Rat model with hippocampal-specific insulin resistance downregulates insulin receptor expression

THURSDAY, July 30, 2015 (HealthDay News) — Hippocampal insulin resistance may be a key mediator of cognitive deficits, independent of glycemic control, according to an experimental study published online July 27 in Diabetes.

Claudia A. Grillo, Ph.D., from the University of South Caroline School of Medicine in Columbia, and colleagues examined the functional role of hippocampal insulin receptors (IRs) independent of metabolic function. Using a lentiviral vector expressing an IR antisense sequence (LV-IRAS), the authors generated a model of hippocampal-specific insulin resistance.

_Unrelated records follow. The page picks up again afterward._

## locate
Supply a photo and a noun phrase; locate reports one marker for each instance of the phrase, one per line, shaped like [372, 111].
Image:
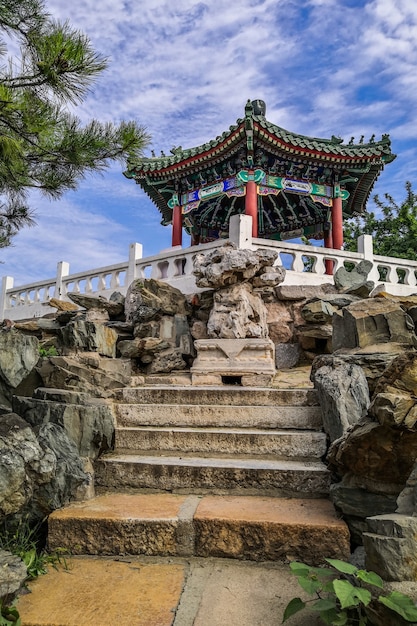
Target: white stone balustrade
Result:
[305, 266]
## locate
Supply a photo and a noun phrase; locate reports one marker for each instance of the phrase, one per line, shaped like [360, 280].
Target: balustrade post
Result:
[7, 282]
[366, 247]
[135, 254]
[240, 231]
[62, 271]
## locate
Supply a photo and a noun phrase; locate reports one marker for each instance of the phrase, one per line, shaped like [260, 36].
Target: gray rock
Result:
[318, 312]
[112, 307]
[148, 299]
[287, 355]
[19, 354]
[227, 265]
[80, 334]
[344, 397]
[24, 464]
[391, 547]
[369, 322]
[237, 314]
[407, 500]
[88, 422]
[13, 574]
[355, 281]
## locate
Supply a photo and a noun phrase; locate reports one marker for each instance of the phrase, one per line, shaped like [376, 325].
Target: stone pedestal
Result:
[248, 362]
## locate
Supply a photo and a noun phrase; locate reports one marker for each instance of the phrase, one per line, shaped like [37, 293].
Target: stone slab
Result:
[185, 473]
[220, 395]
[280, 443]
[307, 417]
[163, 592]
[104, 593]
[270, 529]
[119, 524]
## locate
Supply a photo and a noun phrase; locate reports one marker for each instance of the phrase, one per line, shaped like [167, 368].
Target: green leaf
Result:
[342, 566]
[349, 595]
[370, 577]
[299, 569]
[401, 604]
[309, 585]
[324, 604]
[333, 616]
[295, 605]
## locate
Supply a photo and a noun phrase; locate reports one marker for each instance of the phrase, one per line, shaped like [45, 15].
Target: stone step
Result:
[220, 395]
[281, 443]
[217, 474]
[241, 527]
[292, 417]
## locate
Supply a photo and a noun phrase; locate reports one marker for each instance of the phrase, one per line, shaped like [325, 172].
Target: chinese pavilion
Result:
[291, 185]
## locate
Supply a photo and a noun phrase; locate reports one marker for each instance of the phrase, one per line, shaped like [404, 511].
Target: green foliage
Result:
[343, 600]
[23, 540]
[9, 615]
[42, 144]
[394, 233]
[46, 352]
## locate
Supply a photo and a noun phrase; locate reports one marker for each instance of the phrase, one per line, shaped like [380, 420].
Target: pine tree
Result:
[394, 232]
[42, 144]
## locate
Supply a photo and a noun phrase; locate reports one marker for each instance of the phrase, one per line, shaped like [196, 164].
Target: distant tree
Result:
[47, 66]
[394, 232]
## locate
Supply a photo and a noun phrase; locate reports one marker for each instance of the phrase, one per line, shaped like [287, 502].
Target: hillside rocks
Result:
[343, 394]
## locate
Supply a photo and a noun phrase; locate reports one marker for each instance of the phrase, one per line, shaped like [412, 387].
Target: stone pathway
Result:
[144, 591]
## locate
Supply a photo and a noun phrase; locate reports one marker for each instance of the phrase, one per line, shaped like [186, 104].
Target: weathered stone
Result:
[19, 354]
[391, 546]
[85, 335]
[166, 361]
[355, 281]
[62, 305]
[136, 348]
[199, 330]
[148, 298]
[318, 312]
[392, 407]
[344, 396]
[237, 314]
[113, 308]
[24, 464]
[13, 574]
[71, 374]
[318, 331]
[407, 500]
[372, 359]
[357, 502]
[227, 265]
[287, 355]
[377, 452]
[88, 423]
[302, 292]
[369, 322]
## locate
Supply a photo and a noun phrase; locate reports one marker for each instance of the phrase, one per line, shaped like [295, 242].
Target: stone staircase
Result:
[222, 471]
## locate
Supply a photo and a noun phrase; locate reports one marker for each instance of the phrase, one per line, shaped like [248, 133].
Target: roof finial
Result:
[259, 107]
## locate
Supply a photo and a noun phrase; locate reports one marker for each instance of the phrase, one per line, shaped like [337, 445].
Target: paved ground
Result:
[162, 592]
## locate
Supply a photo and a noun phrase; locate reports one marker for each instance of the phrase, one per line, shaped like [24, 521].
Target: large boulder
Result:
[344, 396]
[19, 354]
[228, 265]
[237, 314]
[372, 321]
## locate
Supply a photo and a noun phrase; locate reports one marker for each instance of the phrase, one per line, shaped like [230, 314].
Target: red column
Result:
[177, 226]
[328, 243]
[251, 203]
[337, 223]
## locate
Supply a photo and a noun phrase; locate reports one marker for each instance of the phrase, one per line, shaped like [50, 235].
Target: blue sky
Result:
[185, 69]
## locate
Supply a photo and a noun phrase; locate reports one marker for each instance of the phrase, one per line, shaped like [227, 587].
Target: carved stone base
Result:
[249, 362]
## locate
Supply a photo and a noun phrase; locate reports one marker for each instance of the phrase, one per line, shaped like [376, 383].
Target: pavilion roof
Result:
[362, 160]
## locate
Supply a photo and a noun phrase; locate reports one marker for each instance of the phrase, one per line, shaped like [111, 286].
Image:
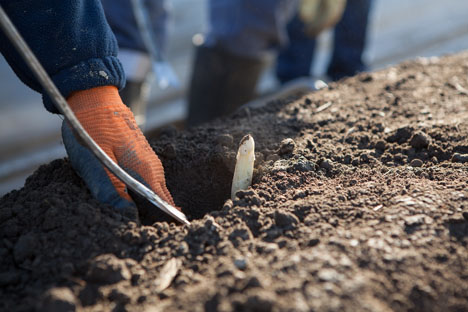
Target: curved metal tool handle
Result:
[44, 79]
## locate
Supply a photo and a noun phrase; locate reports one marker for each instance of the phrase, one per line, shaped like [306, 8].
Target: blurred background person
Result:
[349, 41]
[231, 57]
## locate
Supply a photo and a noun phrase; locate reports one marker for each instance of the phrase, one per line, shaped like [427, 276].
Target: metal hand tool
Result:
[62, 105]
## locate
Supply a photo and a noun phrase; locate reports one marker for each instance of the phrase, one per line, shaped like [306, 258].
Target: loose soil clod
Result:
[368, 211]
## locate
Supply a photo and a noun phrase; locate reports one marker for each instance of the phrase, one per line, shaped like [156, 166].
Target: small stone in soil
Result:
[326, 164]
[462, 158]
[225, 140]
[416, 163]
[58, 299]
[420, 140]
[287, 146]
[381, 145]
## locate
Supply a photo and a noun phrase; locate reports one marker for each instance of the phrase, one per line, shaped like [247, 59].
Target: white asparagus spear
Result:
[244, 165]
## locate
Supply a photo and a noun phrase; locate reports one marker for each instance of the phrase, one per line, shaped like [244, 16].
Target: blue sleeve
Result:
[249, 28]
[71, 39]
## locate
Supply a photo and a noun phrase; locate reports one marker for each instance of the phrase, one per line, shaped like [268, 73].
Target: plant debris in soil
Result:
[359, 202]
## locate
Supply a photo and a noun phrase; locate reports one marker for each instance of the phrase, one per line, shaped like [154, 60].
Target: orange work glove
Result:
[112, 125]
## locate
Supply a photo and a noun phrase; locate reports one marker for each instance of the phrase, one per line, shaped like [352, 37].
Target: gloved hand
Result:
[112, 125]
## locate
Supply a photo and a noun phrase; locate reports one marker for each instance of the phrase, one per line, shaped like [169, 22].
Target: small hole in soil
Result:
[197, 186]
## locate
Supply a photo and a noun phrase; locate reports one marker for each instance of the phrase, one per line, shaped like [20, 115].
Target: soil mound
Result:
[359, 202]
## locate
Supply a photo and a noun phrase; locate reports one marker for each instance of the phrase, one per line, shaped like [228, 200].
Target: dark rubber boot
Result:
[220, 83]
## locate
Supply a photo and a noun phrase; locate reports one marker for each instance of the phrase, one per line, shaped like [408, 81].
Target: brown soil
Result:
[364, 208]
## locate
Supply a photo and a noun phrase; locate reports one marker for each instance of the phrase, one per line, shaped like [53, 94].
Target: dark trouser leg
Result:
[350, 40]
[220, 83]
[295, 59]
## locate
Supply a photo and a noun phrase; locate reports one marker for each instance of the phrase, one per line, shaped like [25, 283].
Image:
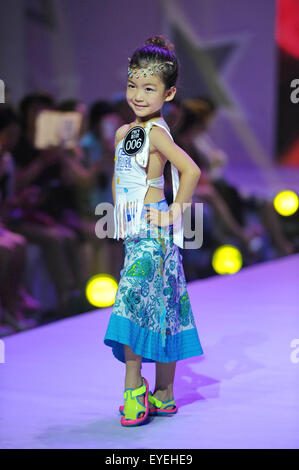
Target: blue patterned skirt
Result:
[152, 312]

The researchers found that LV-IRAS effectively downregulated IR expression in the rat hippocampus with no effect on body weight, adiposity, or peripheral glucose homeostasis. In LV-IRAS-treated rats, hippocampal neuroplasticity was impaired. In LV-control, but not in LV-IRAS, rats, high frequency stimulation evoked long-term potentiation in brain slices. In the hippocampus of LV-IRAS rats, GluN2B subunit levels were reduced, as was the basal level of phosphorylation of GluA1. These deficits in synaptic transmission correlated with spatial learning impairments.

“Importantly, these learning deficits are strikingly similar to the impairments in complex task performance observed in diabetic patients, which strengthens the hypothesis that hippocampal insulin resistance is a key mediator of cognitive deficits independent of glycemic control,” the authors write.